Cette interprétation est corroborée par l’IA Grok elle-même, citée dans un tweet, qui la définit comme « une stratégie utilisée pour accroître la visibilité et la portée du contenu d’un utilisateur sur les médias sociaux, souvent en participant à de multiples discussions simultanément sans y ajouter beaucoup de valeur, en taguant de nombreux utilisateurs pour attirer l’attention, ou en utilisant un contenu controversé pour susciter des réactions ».

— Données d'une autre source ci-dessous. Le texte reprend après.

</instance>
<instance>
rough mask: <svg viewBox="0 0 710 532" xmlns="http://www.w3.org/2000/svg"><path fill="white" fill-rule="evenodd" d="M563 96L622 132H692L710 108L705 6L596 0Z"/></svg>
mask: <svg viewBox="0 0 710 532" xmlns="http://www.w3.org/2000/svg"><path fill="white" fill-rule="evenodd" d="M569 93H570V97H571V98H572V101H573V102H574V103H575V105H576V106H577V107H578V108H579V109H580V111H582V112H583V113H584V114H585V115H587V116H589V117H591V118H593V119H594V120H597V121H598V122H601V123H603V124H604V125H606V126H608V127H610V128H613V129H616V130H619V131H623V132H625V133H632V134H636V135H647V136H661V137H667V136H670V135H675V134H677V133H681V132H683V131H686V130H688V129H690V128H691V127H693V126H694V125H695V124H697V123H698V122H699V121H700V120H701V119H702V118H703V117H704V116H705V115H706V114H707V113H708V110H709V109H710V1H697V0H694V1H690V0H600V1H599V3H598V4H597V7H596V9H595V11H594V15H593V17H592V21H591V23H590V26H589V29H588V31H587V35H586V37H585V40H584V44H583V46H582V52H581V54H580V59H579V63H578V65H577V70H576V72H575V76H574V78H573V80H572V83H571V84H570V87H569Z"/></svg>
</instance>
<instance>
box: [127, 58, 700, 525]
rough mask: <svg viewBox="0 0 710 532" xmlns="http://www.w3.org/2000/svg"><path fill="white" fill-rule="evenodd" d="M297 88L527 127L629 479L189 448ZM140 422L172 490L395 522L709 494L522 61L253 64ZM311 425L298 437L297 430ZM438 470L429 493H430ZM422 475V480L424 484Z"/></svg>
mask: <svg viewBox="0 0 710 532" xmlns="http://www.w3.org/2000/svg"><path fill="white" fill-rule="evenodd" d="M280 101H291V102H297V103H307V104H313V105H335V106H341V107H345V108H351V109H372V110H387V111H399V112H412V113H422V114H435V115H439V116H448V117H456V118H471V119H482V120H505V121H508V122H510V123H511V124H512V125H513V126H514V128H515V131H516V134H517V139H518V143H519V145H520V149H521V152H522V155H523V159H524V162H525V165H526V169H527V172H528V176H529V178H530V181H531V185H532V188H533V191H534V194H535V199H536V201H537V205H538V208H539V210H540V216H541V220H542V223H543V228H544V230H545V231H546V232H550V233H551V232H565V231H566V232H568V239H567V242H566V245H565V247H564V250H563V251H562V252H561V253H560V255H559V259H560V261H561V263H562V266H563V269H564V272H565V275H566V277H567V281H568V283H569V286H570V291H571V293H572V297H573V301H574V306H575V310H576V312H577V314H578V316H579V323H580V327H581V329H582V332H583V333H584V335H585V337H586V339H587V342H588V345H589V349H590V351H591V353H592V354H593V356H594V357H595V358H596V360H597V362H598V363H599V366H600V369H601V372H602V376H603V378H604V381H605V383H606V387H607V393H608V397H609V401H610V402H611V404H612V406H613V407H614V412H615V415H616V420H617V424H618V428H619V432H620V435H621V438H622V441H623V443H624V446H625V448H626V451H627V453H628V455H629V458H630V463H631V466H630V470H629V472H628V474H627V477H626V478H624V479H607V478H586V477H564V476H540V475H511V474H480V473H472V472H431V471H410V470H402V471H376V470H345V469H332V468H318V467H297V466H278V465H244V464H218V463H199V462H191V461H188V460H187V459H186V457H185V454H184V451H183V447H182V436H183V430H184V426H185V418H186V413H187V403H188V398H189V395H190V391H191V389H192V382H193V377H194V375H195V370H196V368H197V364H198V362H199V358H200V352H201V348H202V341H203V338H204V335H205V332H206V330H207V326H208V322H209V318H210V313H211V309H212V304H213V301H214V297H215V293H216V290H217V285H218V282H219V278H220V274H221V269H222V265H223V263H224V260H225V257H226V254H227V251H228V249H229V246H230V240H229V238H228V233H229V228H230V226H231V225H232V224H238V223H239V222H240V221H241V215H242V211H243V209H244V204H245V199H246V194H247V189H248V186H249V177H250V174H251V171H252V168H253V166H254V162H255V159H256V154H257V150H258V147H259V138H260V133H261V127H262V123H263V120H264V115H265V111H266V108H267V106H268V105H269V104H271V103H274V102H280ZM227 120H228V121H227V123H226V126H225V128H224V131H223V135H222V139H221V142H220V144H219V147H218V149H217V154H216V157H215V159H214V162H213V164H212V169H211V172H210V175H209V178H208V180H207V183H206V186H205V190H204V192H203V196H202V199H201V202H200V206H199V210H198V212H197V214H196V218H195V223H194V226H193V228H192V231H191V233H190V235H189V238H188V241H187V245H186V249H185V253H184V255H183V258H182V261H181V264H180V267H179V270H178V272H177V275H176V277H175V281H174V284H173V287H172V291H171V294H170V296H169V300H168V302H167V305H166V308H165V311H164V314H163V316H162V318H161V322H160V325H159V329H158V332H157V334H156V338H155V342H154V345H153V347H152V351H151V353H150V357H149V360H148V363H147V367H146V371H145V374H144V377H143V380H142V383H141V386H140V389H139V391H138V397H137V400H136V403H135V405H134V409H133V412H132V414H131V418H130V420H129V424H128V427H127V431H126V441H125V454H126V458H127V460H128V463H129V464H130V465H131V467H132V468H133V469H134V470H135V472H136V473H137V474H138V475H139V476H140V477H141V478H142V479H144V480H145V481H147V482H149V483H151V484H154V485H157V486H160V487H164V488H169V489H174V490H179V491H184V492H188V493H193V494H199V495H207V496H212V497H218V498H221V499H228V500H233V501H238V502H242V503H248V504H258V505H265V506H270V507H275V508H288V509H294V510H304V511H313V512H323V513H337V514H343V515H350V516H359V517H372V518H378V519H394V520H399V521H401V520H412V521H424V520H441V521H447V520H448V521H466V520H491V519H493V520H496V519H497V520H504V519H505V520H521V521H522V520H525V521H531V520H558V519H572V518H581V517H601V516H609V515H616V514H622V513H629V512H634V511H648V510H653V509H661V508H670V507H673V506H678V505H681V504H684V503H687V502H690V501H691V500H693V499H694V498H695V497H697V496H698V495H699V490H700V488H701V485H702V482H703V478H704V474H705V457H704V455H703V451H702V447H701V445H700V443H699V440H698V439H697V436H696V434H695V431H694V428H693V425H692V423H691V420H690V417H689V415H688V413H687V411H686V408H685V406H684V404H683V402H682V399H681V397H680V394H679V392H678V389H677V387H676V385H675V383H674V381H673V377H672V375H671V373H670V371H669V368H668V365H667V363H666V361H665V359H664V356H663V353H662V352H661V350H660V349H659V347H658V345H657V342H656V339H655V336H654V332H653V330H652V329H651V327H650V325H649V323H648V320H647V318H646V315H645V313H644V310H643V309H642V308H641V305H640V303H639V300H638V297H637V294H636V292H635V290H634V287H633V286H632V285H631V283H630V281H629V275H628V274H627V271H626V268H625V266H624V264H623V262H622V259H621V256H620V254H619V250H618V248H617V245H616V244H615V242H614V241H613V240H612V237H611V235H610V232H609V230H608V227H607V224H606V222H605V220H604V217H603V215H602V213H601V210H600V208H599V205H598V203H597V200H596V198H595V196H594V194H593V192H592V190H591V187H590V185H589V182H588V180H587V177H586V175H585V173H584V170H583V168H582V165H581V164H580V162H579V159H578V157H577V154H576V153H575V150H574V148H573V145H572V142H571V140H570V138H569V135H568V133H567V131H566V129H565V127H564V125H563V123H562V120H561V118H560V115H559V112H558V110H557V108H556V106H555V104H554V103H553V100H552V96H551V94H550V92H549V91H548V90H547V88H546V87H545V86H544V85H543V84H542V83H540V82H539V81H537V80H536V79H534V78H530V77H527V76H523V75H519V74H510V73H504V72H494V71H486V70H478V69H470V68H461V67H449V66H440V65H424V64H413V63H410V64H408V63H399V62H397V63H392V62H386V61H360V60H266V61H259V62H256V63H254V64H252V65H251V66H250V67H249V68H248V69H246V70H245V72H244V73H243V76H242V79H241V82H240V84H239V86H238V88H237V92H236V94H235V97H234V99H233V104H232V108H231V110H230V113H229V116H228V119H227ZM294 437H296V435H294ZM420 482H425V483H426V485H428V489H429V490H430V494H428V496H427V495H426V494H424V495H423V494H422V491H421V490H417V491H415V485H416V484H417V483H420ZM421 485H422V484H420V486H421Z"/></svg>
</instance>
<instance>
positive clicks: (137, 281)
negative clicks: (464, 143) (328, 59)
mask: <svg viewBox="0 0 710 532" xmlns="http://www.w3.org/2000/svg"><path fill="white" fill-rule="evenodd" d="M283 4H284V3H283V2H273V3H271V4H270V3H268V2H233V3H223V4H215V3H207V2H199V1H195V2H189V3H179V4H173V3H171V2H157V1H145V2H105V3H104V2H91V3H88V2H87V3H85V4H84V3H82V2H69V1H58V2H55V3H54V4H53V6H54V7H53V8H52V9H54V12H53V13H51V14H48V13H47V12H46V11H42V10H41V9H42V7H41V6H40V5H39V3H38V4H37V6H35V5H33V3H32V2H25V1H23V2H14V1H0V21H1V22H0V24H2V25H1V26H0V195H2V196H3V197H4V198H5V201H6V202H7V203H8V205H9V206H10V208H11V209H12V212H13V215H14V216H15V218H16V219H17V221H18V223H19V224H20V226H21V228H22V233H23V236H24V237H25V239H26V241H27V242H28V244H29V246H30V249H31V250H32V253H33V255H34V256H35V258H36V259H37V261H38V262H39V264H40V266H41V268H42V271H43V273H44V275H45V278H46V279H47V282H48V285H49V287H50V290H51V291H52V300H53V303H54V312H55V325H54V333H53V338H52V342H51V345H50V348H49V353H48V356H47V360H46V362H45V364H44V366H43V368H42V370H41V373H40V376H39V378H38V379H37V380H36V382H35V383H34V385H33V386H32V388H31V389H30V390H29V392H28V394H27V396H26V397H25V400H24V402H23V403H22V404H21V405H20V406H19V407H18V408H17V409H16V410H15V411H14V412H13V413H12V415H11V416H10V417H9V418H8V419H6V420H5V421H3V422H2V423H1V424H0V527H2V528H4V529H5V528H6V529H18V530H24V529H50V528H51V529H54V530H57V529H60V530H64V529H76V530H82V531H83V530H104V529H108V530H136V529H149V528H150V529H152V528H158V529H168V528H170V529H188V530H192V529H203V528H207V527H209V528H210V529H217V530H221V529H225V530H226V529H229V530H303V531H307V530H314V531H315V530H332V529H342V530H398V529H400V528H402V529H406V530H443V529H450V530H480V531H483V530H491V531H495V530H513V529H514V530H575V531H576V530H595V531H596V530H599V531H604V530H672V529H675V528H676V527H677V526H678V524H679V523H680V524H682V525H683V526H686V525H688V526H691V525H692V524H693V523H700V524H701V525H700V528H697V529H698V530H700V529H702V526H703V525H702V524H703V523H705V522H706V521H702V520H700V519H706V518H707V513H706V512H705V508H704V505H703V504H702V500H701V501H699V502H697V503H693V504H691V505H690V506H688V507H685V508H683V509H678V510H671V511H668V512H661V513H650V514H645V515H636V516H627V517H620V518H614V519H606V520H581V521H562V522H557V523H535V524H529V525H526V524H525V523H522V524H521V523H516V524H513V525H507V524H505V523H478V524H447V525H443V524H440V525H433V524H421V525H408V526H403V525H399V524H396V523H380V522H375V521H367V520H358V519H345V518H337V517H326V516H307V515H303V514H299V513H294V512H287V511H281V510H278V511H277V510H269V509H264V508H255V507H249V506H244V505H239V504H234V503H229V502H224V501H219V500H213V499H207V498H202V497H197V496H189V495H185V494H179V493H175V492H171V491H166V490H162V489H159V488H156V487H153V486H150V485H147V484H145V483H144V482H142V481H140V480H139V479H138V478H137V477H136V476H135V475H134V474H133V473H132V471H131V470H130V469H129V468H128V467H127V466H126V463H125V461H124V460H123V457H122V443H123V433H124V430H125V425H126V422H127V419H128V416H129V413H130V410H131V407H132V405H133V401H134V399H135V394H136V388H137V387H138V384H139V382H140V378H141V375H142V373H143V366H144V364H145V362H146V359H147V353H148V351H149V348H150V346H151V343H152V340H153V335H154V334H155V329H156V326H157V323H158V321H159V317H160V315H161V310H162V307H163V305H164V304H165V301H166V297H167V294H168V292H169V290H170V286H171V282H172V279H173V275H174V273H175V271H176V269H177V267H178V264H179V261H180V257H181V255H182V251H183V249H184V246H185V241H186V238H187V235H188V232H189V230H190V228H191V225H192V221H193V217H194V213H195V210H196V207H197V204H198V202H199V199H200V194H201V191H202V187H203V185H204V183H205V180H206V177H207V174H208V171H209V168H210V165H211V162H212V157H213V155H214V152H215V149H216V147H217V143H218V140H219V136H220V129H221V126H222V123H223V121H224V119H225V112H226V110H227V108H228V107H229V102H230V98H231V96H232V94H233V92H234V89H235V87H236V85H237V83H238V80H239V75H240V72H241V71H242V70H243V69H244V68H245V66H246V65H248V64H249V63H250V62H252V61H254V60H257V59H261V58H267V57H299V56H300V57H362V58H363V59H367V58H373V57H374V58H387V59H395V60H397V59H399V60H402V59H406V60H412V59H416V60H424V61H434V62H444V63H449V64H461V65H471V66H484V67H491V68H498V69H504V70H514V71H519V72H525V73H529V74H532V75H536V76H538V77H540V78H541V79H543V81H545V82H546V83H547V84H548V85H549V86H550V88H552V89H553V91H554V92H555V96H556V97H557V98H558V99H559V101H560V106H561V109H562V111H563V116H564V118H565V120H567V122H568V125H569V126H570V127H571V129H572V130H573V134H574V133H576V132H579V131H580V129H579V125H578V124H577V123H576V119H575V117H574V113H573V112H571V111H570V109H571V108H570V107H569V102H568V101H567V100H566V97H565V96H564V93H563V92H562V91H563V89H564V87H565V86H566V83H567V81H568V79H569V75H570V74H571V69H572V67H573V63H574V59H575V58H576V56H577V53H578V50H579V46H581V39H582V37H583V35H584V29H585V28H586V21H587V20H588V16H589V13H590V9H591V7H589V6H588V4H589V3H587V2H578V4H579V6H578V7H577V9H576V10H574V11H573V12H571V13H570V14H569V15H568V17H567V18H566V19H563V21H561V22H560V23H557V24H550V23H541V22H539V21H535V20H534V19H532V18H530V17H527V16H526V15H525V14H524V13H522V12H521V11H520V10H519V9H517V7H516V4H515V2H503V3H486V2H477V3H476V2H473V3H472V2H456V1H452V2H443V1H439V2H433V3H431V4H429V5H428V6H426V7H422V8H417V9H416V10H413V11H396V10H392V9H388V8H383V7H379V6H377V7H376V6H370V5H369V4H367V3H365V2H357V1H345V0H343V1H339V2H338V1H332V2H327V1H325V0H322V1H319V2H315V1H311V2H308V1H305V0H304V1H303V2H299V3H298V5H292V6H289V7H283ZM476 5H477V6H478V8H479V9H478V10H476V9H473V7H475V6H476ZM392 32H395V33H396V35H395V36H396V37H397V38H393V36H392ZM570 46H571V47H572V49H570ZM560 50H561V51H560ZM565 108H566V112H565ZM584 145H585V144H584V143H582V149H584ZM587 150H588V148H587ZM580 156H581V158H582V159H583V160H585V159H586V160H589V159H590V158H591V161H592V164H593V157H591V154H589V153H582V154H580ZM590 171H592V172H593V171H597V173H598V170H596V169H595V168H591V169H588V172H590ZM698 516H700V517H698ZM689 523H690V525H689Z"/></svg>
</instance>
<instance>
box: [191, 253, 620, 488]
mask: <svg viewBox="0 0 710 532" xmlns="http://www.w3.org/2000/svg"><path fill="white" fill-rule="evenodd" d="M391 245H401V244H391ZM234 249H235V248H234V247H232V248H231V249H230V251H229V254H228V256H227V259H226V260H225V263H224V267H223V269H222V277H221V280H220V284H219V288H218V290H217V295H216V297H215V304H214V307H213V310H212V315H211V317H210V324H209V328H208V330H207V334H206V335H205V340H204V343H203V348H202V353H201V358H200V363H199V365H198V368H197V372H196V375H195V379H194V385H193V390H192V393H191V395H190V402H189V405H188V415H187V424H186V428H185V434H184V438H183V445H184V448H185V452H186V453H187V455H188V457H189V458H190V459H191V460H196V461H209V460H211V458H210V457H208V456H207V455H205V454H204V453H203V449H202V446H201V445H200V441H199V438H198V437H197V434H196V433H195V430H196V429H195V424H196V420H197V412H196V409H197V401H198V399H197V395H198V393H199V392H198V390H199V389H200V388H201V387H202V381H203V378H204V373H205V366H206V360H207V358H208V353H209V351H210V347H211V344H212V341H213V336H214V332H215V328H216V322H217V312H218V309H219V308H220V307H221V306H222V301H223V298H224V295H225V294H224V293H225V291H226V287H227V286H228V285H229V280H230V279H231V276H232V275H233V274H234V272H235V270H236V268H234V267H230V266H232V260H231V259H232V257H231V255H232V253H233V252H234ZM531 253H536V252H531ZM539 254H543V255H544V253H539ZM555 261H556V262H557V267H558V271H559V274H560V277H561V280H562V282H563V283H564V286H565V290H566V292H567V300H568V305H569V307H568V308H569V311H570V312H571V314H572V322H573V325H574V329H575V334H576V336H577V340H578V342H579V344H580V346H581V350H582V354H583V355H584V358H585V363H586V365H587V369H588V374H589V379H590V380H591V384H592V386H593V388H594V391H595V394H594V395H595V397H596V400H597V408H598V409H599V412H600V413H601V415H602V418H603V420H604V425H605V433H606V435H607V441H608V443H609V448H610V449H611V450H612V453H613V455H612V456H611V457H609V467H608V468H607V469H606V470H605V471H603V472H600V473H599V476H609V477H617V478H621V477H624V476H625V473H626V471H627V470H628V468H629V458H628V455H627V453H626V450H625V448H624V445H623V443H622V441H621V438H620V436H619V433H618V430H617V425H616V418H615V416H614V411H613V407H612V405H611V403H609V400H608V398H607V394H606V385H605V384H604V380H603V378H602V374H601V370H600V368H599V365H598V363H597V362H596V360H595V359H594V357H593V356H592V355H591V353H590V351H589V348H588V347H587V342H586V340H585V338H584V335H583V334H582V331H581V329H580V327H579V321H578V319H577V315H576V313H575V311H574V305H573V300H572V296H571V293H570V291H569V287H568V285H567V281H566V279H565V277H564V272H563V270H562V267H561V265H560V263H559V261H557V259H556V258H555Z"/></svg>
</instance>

Un assainissement de X est-il possible ?
Sans abandon de la monétisation et reconfiguration de l’algorithme, il est peu probable que Grok inverse la tendance de la course à l’engagement. La dégradation des échanges sur le réseau est la résultante directe des changements apportés au modèle économique de la plateforme. C’est pourquoi l’entrée en guerre contre l’engagement bait ou l’engagement farming semble, en plus d’être vaine, relever du paradoxe, et laisse suspecter un coup de communication.
Comme le remarque un internaute, l’IA comme l’humain n’est pas en mesure de déterminer l’intention de l’auteur d’un tweet, rendant difficile le repérage des appâts à engagement et mettant en doute la faisabilité du projet. « Si quelqu’un publie la fameuse question sur le rouleau de papier toilette [dans quel sens doit-on placer le rouleau de papier toilette ?], est-ce qu’il essaie de susciter de l’engagement ou simplement de s’amuser ? », interroge-t-il.
Le patron de X n’en est pas à sa première déclaration fracassante pour rassurer les annonceurs sur la fiabilité et l’authenticité des métriques d’engagement. En avril 2022, avant son acquisition de X, il s’était engagé à combattre farouchement les bots. Force est de constater deux ans plus tard que les bots pornographiques n’ont jamais eu un tel droit de cité sur la plateforme.
On peut d’autant plus douter de la sincérité de sa démarche que Musk s’est lui-même prêté au jeu de la keyboard trend. Quelques jours après son annonce sur l’engagement farming, il a invité les usagers à regarder entre les lettres Z et C de leur clavier qwerty qui, sans surprise, donne la lettre X. Chacun sa définition de l’engagement.